The government has released a report on the potential local impacts of shale gas in response to a freedom of information request. Several parts are heavily redacted, leading to accusations that the government is trying to hide fracking’s possible downsides.
But the Department of Environment and Rural Affairs (Defra) says it’s concerned there is a risk that “disclosure of early thinking, could close down discussion”.
Such sensitivities are very real – although many people support the idea of fracking for shale gas, polling suggests opposition rises as the idea of the technology gets closer to home.
The Defra study sets out to try and find out – among other things – what effect shale gas production has on house prices.
The report cites four North American studies that find shale gas developments can have an impact on local house prices. Three studies looking at Texas, Pittsburgh, and Alberta, Canada found nearby shale gas wells could decrease house prices by between 3 and 14 per cent. A fourth study focused on Pennsylvania found fracking could increase property prices in some cases, but deflate them in others.
Defra cautions against applying those studies’ findings to the UK context, however. Among other reasons, it points to differences in the property markets in the two countries.
Nevertheless, Defra probably does have a view on the likely effect in the UK – we just don’t know what it is. Three sections of the report that may discuss the potential impact on house prices in the UK have been redacted.
Responding to the freedom of information request that pushed the government into releasing the report, Defra argues:
“… we have had to balance the public interest in withholding the information against the public interest in disclosure … there is a strong public interest in withholding the information because it is important that officials can consider implications of potential impacts and scenarios around the development of the shale gas industry and to develop options without the risk that disclosure of early thinking, could close down discussion.”
This isn’t the first time the department has avoided releasing information about the effect of energy infrastructure on house prices.
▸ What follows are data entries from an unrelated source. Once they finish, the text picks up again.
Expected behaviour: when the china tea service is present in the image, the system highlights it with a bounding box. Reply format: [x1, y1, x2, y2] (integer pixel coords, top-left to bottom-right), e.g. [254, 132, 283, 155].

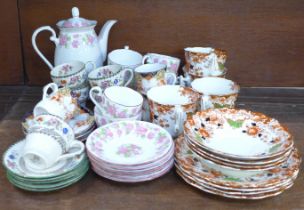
[134, 64, 176, 95]
[90, 86, 143, 121]
[88, 65, 134, 89]
[142, 53, 180, 75]
[33, 83, 80, 120]
[32, 7, 117, 69]
[3, 7, 301, 200]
Last month, Defra declined a request to release research on windfarms’ impact on property prices because “the reports are only partially complete and any conclusions drawn from such unfinished analysis would be misleading”.
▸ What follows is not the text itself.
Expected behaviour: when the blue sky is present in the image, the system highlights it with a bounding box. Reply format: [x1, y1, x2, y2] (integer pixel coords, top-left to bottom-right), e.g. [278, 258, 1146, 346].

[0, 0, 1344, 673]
Despite the absence of an official prognosis on the effect of fracking on house prices, the public seems to have already formed opinions about hosting shale gas developments in their communities.
A range of polls have explored whether or not people are happy to have fracking in their areas. Most suggest that while there’s broad support for shale gas extraction, enthusiasm wanes the closer people’s homes are to the developments.
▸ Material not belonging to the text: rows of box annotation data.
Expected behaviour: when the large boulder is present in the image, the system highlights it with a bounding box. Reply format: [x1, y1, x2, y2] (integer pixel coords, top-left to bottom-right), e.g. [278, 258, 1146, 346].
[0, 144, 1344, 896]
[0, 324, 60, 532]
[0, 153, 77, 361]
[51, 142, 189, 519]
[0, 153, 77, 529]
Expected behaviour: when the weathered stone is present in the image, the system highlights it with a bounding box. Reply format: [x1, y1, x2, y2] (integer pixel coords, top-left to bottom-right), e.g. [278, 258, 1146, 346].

A Department of Energy and Climate Change’s tracker survey, conducted in March, shows 29 per cent of people support shale gas extraction. 22 per cent of respondents said they opposed shale gas extraction, while 44 per cent said they neither supported nor opposed. Similarly, a University of Nottingham survey finds a majority support shale gas development: 49 per cent of respondents say extraction should be allowed, with 31 per cent opposed.
The same survey found support is decreasing, however. In July 2013, 58 per cent said extraction should be allowed.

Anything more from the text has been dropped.